- Kategori
- Dünya
AB ve ABD Kanadından Türkiye'nin Orta Doğu'daki Konumuna Dair Bir Rapor
Orta Doğu’da dengeler, uzun zamandır alışageldiğimiz tarzda değil. Oldukça sıcak gelişmeler ard arda gelmeye başladı. İran’ın Avrupa bankalarında bulunan birikimlerini çekmeye başlaması, petrol satışlarında dolardan vazgeçmesi, Kissinger’e rağmen Carter’in bu coğrafyada barışçıl temaslar yapması ve her şeyden önemlisi PKK varlığına karşı İran ile eş zamanlı operasyonlara girişilmesi, bu dengelerin belkide tahmin edilenden önce çok ciddi sorunlara neden olacak şekilde değişebileceğinin sinyallerini veriyor. Ben şahsen şu aralar dış basını daha çok izlemeye çalışıyorum, zira Fransa’da Türkiye’nin AB müzakerelerinin seyrini etkileyebilecek görüşmeler yapılıyor. Buradan müspet bir kararın çıkmasını beklemek bence pek akıl karı değil. Rotasını ABD’ye çevirmiş olan bir Türkiye’nin AB’ne dahil olmasını düşünmek akla aykırı bir durum. Buradaki siyasi gerekçeleri gören AB, öne sürdüğü zayıf iddialardan anlaşılacağı üzere kararının hangi yönde olacağının da işaretlerini veriyor bize. Yani “ Kardeşim sen kapımızı siyasi gerekçelerle çalıyorsun, ABD senin aracılığın ile aramıza sızmak ve bizim oluşumumuzu en azından zayıflatabilecek maniplasyonlara girişmek istiyor, buna izin verebileceğimizi nasıl düşünebilirsiniz ” demek istiyor. Siyasi manevralara siyasi karşılık vererek tepkisini koyuyor ortaya, bunda anlaşılmayacak bir durum yok. Fakat başlıkta da belirttiğim gelişmeler bizi ciddiyetle düşünmeye, önlem almaya yöneltmeli. RAND Corporation Türkiye uzmanı Stephen Larrabee’nin Amerikan Hava Kuvvetleri için hazırladığı bir raporda Türkiye’nin gelecekte daha az güvenilir bir müttefik olacağı belirtiliyor. Raporda, “Orta Doğu, Türk güvenlik politikaları ve Türk toplumunda ortaya çıkan eğilimlerin , ortak çıkarları erozyona uğrattığı ve eğer önlem alınmazsa, bu eğilimlerin Amerika Birleşik Devletleri’nin Türkiye’deki ağırlığını yok edip, Orta Doğu’da istikrarsızlığın büyümesine yol açabileceği belirtiliyor.

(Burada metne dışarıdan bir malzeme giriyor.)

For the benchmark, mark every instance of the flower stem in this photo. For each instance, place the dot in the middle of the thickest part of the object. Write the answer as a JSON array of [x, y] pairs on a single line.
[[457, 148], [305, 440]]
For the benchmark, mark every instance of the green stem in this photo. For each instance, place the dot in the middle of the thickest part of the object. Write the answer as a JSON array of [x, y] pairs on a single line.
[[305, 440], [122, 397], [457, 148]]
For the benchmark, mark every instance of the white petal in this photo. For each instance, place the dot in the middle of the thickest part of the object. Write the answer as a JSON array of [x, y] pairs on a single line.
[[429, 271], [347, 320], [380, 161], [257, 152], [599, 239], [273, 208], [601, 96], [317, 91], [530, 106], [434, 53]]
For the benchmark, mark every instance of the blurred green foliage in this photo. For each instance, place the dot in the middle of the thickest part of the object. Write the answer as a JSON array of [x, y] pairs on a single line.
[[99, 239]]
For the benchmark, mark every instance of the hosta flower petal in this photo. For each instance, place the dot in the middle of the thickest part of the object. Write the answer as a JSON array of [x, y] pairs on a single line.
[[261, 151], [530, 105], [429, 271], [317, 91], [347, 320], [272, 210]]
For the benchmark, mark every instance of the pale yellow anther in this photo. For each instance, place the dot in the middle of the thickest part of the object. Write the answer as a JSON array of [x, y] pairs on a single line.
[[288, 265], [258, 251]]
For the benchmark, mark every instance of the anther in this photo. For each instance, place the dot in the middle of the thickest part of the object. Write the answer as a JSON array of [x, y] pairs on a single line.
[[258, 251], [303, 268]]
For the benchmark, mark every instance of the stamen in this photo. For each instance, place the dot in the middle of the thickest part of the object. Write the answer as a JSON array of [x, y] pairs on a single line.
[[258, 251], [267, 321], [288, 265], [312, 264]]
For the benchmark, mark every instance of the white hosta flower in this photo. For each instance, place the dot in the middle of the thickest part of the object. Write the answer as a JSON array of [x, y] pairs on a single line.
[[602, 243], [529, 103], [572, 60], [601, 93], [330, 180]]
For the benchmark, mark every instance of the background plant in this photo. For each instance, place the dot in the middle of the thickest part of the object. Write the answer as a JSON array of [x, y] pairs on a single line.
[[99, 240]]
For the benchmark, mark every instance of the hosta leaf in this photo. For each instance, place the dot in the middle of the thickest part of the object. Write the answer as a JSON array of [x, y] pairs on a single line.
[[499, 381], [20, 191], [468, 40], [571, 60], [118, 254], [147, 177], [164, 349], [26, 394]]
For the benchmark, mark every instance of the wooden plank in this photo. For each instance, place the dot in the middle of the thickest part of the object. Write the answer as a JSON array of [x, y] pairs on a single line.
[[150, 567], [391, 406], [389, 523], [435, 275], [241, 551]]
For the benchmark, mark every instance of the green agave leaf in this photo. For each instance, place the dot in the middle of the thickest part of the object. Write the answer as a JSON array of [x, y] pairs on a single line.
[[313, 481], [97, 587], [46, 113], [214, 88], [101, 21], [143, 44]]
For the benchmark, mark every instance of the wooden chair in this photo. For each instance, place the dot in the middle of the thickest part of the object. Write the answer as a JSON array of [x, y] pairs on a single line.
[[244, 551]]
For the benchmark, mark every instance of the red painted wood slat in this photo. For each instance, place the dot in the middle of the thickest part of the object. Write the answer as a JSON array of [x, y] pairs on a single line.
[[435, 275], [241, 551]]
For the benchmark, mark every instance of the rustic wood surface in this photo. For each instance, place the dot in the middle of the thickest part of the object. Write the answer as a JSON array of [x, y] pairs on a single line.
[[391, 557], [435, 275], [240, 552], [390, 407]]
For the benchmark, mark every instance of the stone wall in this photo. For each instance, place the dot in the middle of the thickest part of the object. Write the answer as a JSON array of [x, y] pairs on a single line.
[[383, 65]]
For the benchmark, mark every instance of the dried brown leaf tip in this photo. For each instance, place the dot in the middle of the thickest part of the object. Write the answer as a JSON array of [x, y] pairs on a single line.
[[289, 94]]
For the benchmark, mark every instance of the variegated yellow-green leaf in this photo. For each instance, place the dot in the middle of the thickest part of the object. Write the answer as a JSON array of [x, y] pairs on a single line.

Stephen Larrabee, Washington’un bu konuda gerekli ilk önlemleri aldığına dikkat çekerek bunun için öncelikle PKK ile mücadelede Türkiye’ye gereken desteğin sağlanması, Kerkük’te yapılması beklenen referandumun Beyaz Saray’ca ertelenerek Ankara ile uyumlu politika izlenmesi yönünde olabileceği vurgulanmıştır. DW’de Cem Sey tarafından hazırlanan haberde, ilgili olabilecek okurlar için konunun ayrıntılarına yer verildiğini belirtmek isterim.
Yukarıda belirttiğim gibi, Orta Doğu’da bölge insanları olarak arzu etmediğimiz gelişmeler ön görülmeye çalışılarak bir takım hesapların içine girilmiş. Dilerim rabbimden insanımız, aç gözlü muhteris bu eski hesaplara konu olmak talihsizliğine düşmez.